We place value on partnerships with charities because sustainability includes social value as well as environmental benefit. Reusable furniture, appliances, office items, textiles, and other suitable goods can often be redirected from disposal and given a second life through local charity partners. These relationships help reduce landfill pressure while supporting community groups that benefit from donated items. Where possible, we identify items that are suitable for reuse before recycling begins, ensuring the highest practical value is captured from each collection. This blend of reuse and recycling strengthens a more responsible local resource system.
Our recycling and sustainability strategy also reflects the realities of different boroughs and property types. In some places, housing layouts and communal bin systems require careful waste separation support, while in others, household collections may focus on source-sorted materials such as paper, plastics, metals, and organics. We work with these local patterns rather than against them, helping improve participation and reduce contamination. The aim is not simply to collect more, but to collect better, so that the material entering the recycling stream has a higher chance of becoming a useful recovered resource.
Another important part of our approach is education through action. For example, when collections are planned around local waste separation arrangements, there is greater consistency in how materials are handled from the point of disposal to the point of recovery. This can be especially important in boroughs where food waste diversion, dry mixed recycling, or separate glass collection is already standard practice. By respecting those systems, our recycling services help reinforce local sustainability goals and make it easier for residents and organisations to participate effectively without unnecessary complexity.
Our commitment to sustainability also includes reducing the need for avoidable disposal. Items that are still in usable condition are considered for donation or reuse first, then recycling second, and disposal last. This hierarchy supports the principles of a circular economy and ensures the best possible environmental outcome from each job. It also means that the benefits of a collection can extend beyond carbon reduction, creating positive outcomes for charities, community initiatives, and local reuse networks. In this way, recycling becomes part of a wider system of resource stewardship.
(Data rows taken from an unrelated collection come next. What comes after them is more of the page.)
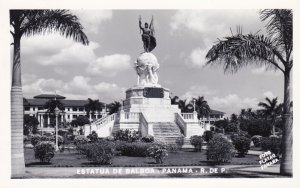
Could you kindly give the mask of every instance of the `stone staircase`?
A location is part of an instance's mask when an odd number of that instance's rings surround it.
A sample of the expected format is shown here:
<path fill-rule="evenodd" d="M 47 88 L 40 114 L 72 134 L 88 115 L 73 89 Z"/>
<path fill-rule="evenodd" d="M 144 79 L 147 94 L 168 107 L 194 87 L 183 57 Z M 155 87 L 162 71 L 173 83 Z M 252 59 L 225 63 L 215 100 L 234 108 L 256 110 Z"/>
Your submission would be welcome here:
<path fill-rule="evenodd" d="M 181 130 L 175 122 L 157 122 L 152 125 L 154 139 L 157 141 L 176 144 L 182 138 Z"/>

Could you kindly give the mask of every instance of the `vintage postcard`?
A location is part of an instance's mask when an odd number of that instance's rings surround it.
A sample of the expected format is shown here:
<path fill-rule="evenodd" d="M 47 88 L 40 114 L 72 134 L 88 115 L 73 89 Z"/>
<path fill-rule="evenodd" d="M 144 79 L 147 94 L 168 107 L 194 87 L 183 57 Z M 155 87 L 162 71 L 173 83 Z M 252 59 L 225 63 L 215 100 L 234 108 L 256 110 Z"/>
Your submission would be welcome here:
<path fill-rule="evenodd" d="M 7 6 L 10 181 L 293 180 L 297 10 L 192 5 Z"/>

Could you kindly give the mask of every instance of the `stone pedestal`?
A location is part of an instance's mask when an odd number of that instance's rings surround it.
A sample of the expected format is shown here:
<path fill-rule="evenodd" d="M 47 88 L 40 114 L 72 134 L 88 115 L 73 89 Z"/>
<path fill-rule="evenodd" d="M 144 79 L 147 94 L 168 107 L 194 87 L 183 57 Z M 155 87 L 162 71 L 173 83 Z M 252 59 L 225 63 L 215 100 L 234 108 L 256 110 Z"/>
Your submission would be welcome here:
<path fill-rule="evenodd" d="M 170 90 L 163 87 L 163 97 L 151 98 L 145 96 L 145 88 L 135 86 L 126 91 L 126 100 L 123 104 L 124 112 L 143 113 L 148 122 L 174 122 L 175 113 L 180 113 L 177 105 L 171 105 Z"/>

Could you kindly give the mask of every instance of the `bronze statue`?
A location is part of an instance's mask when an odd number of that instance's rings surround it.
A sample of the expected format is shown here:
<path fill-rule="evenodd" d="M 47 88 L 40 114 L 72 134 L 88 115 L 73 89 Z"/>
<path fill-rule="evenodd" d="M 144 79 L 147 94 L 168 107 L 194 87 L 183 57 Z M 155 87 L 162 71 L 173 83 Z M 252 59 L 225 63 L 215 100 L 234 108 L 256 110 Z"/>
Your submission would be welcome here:
<path fill-rule="evenodd" d="M 139 17 L 139 27 L 142 31 L 142 41 L 144 43 L 144 51 L 151 52 L 156 47 L 156 39 L 154 37 L 154 26 L 153 26 L 153 16 L 150 22 L 150 26 L 145 22 L 145 26 L 142 27 L 142 18 Z"/>

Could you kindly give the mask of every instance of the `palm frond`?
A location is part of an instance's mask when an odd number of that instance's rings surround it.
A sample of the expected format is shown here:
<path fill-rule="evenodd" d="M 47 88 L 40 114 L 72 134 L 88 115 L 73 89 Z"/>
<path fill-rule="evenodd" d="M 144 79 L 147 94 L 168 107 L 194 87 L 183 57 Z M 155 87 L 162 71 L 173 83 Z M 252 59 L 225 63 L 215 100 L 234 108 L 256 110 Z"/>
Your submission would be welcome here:
<path fill-rule="evenodd" d="M 230 73 L 235 73 L 249 64 L 263 64 L 284 72 L 277 64 L 276 58 L 284 61 L 270 38 L 264 35 L 240 33 L 219 40 L 206 55 L 207 65 L 223 64 L 224 72 Z"/>
<path fill-rule="evenodd" d="M 265 9 L 260 11 L 262 21 L 268 21 L 266 28 L 277 46 L 281 46 L 286 56 L 293 50 L 293 12 L 289 9 Z"/>
<path fill-rule="evenodd" d="M 23 14 L 25 19 L 21 25 L 21 33 L 26 36 L 58 32 L 76 42 L 89 44 L 77 16 L 69 10 L 23 10 Z"/>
We continue to invest in low-carbon vans and route optimisation to improve the environmental performance of our day-to-day operations. Shorter, smarter routes reduce congestion time, lower emissions, and make collection schedules more efficient. Combined with the use of local transfer stations, this helps us minimise unnecessary transport and support a leaner, more sustainable service model. These choices matter because the environmental footprint of recycling is influenced not just by what is recovered, but by the energy used to move and process it.
Looking ahead, our recycling and sustainability targets remain focused on measurable progress. The 75% recycling percentage target is an ambitious but practical benchmark that keeps us aligned with the wider push for higher recovery and lower waste. Achieving it will depend on better separation, strong local partnerships, efficient transfer systems, and continued investment in lower-emission transport. It will also depend on cooperation across boroughs where waste separation practices vary, as consistency and clarity are essential to improving material quality at every stage.
By combining recycling, reuse, charity partnerships, local transfer station efficiency, and low-carbon vans, we are building a service that supports both environmental responsibility and community value. Our aim is to ensure that every collection contributes to a cleaner local area, less waste to disposal, and a stronger system for recovering resources. That is the core of our recycling and sustainability approach: practical, local, and focused on long-term results.